In addition, the culture dictated that a woman’s place was in the home, and her fulfillment was found there, where she served her husband and raised her children. In his 1983 book Family and Divorce in California, 1850-1890, University of Oklahoma historian Robert Griswold cited an article published in the San Mateo Gazette in the mid-19th century that states, “Woman is set in the household and man is sent out into the world.” Even a woman of modest means could “be happy in the love of her husband, her home, and its beautiful duties without asking the world for its smiles and favors,” the article argued.

Family size in the US peaked between 1860 and 1920 because infant mortality rates were declining while large families were still valued, according to Northern Kentucky University sociologist Joan Ferrante’s 1992 book Sociology: A Global Perspective.

From 1920, large American families began to dwindle.
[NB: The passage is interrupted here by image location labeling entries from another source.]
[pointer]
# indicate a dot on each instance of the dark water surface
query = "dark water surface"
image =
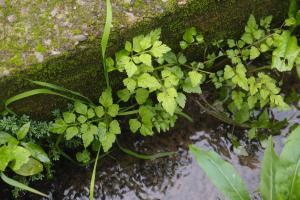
(175, 178)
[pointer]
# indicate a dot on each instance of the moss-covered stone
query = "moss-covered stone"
(78, 66)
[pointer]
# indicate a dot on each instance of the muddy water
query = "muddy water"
(175, 178)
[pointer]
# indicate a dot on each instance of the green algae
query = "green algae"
(79, 68)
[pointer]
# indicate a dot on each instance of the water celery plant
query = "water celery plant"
(157, 82)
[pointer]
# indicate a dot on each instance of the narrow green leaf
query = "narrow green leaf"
(221, 173)
(268, 171)
(22, 186)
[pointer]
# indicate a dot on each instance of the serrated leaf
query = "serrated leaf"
(71, 132)
(114, 127)
(69, 117)
(113, 110)
(99, 110)
(134, 125)
(285, 54)
(106, 98)
(22, 132)
(221, 173)
(195, 78)
(141, 95)
(148, 81)
(30, 168)
(123, 94)
(146, 59)
(181, 100)
(80, 108)
(37, 152)
(130, 84)
(254, 53)
(158, 49)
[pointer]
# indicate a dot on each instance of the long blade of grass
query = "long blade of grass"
(143, 156)
(59, 88)
(92, 184)
(32, 93)
(17, 184)
(105, 38)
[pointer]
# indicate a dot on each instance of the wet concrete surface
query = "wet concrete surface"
(120, 176)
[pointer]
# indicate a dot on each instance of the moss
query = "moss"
(80, 69)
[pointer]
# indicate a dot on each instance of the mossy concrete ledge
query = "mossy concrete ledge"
(58, 41)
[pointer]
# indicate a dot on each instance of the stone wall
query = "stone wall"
(58, 41)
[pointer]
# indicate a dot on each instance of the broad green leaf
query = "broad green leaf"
(141, 95)
(146, 59)
(99, 110)
(69, 117)
(181, 100)
(158, 49)
(91, 113)
(285, 54)
(71, 132)
(114, 127)
(134, 125)
(80, 108)
(37, 152)
(59, 126)
(293, 8)
(5, 158)
(288, 174)
(222, 174)
(30, 168)
(124, 94)
(106, 98)
(113, 110)
(254, 53)
(148, 81)
(268, 171)
(189, 34)
(22, 132)
(83, 156)
(6, 138)
(195, 78)
(228, 72)
(20, 156)
(130, 84)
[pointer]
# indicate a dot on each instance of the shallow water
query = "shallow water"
(175, 178)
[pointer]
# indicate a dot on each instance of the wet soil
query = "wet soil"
(120, 176)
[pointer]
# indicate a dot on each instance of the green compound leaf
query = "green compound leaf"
(146, 59)
(130, 84)
(37, 152)
(189, 35)
(80, 108)
(158, 49)
(222, 174)
(148, 81)
(22, 132)
(99, 110)
(195, 77)
(134, 125)
(285, 54)
(69, 117)
(124, 94)
(113, 110)
(106, 99)
(30, 168)
(71, 132)
(141, 95)
(254, 53)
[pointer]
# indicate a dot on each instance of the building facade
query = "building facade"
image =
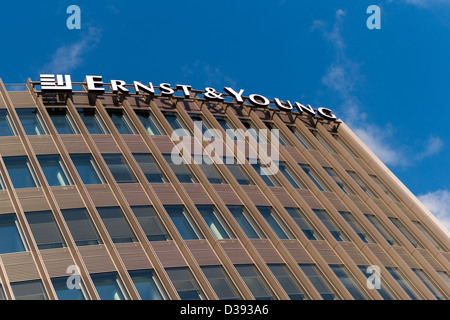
(93, 205)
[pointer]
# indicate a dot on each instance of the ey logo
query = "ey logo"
(74, 21)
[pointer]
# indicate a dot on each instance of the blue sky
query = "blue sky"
(390, 85)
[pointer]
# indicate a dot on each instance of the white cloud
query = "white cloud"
(438, 202)
(68, 57)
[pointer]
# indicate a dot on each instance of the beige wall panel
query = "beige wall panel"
(197, 193)
(133, 256)
(22, 99)
(166, 193)
(20, 266)
(74, 143)
(202, 252)
(297, 251)
(43, 144)
(134, 194)
(326, 252)
(135, 143)
(5, 203)
(227, 194)
(32, 199)
(96, 259)
(235, 251)
(168, 253)
(67, 197)
(164, 144)
(11, 146)
(310, 199)
(57, 261)
(266, 250)
(354, 253)
(256, 195)
(101, 195)
(105, 143)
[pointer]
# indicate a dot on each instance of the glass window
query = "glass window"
(214, 221)
(288, 282)
(291, 176)
(209, 170)
(220, 282)
(334, 229)
(87, 168)
(381, 229)
(323, 141)
(150, 168)
(255, 283)
(31, 121)
(348, 282)
(20, 172)
(429, 284)
(400, 226)
(6, 126)
(333, 174)
(237, 172)
(81, 227)
(428, 235)
(62, 121)
(299, 218)
(301, 137)
(64, 293)
(265, 173)
(116, 224)
(119, 168)
(54, 170)
(275, 222)
(246, 222)
(406, 286)
(176, 125)
(11, 238)
(384, 188)
(148, 122)
(181, 170)
(383, 291)
(147, 284)
(314, 275)
(29, 290)
(150, 223)
(314, 177)
(121, 121)
(185, 284)
(362, 184)
(356, 226)
(92, 121)
(181, 219)
(109, 286)
(45, 230)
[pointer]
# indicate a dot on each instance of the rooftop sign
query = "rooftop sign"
(95, 84)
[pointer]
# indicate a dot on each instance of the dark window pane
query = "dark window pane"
(20, 172)
(45, 230)
(150, 223)
(146, 284)
(116, 224)
(119, 168)
(87, 168)
(54, 170)
(109, 286)
(81, 227)
(10, 235)
(31, 121)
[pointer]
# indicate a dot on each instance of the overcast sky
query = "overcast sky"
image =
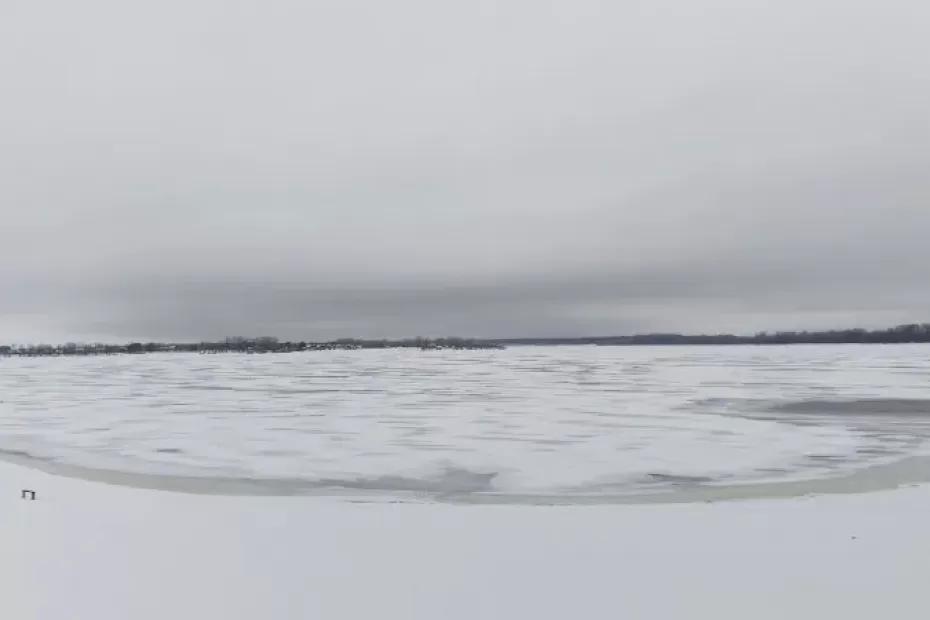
(189, 169)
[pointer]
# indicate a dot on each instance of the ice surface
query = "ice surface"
(557, 421)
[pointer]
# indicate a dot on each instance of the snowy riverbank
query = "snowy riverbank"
(97, 551)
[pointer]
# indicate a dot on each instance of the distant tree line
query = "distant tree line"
(266, 344)
(915, 332)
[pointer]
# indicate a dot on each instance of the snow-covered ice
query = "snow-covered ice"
(521, 423)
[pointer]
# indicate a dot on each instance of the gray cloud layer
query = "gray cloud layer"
(317, 169)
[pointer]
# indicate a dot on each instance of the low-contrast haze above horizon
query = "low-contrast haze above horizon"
(316, 169)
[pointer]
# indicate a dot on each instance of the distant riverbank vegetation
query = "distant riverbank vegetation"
(244, 345)
(911, 333)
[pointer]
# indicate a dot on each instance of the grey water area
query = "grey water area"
(898, 431)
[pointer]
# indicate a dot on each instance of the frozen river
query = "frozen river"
(561, 424)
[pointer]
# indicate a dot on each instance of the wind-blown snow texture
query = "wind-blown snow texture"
(563, 422)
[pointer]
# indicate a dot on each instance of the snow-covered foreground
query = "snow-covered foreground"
(86, 550)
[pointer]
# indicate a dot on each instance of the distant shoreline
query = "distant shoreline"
(902, 334)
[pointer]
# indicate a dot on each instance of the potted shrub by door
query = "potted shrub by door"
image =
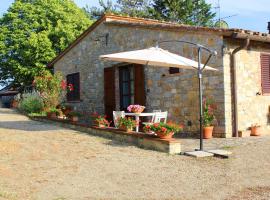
(74, 116)
(163, 130)
(208, 118)
(126, 124)
(100, 120)
(255, 130)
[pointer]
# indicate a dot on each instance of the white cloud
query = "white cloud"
(242, 6)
Ferrante says that American women stopped having many kids at that point due to industrialization, which created work for women outside the home and transformed children into economic liabilities rather than assets; the more kids in a family, the harder it was for a mother to go out and work.  

In post-industrial America, the public perception of women changed. They went from being perceived as gentle, sentimental, and intellectually inferior to men, to being recognized as legally equal humans just as capable of voting, working, and aspiring to greatness beyond the home. Now, like men, women are “sent out into the world” to “ask for its smiles and favors.” Since gaining the world’s favors isn’t easy, there’s less time for kids and families have dwindled.

Women, Ferrante writes, began to consider their personal advancement in a new society, and that of their children. They became more strategic about childbirth. “Not only did the number of children born in the average family decrease, but the average age at which women had their last child decreased,”says the sociologist. “The mother’s median age at the time of her last child’s birth was 40 in 1850; by 1940 it had fallen to 27.3.”

By the mid-20th century, families with only one or two kids were the norm. In 1980, less than 0.5% of all households had eight or more children; that category thus ceases to appear on our chart above. In 2000, the six-child household disappeared. Meanwhile, households with two kids grew increasingly popular from 1920 on and remain common.

But things change, as the data show. Perhaps when the machine revolution begins in earnest and there are few jobs left for anyone, Americans with nowhere to go and nothing to do will have large families again and not worry about the expense.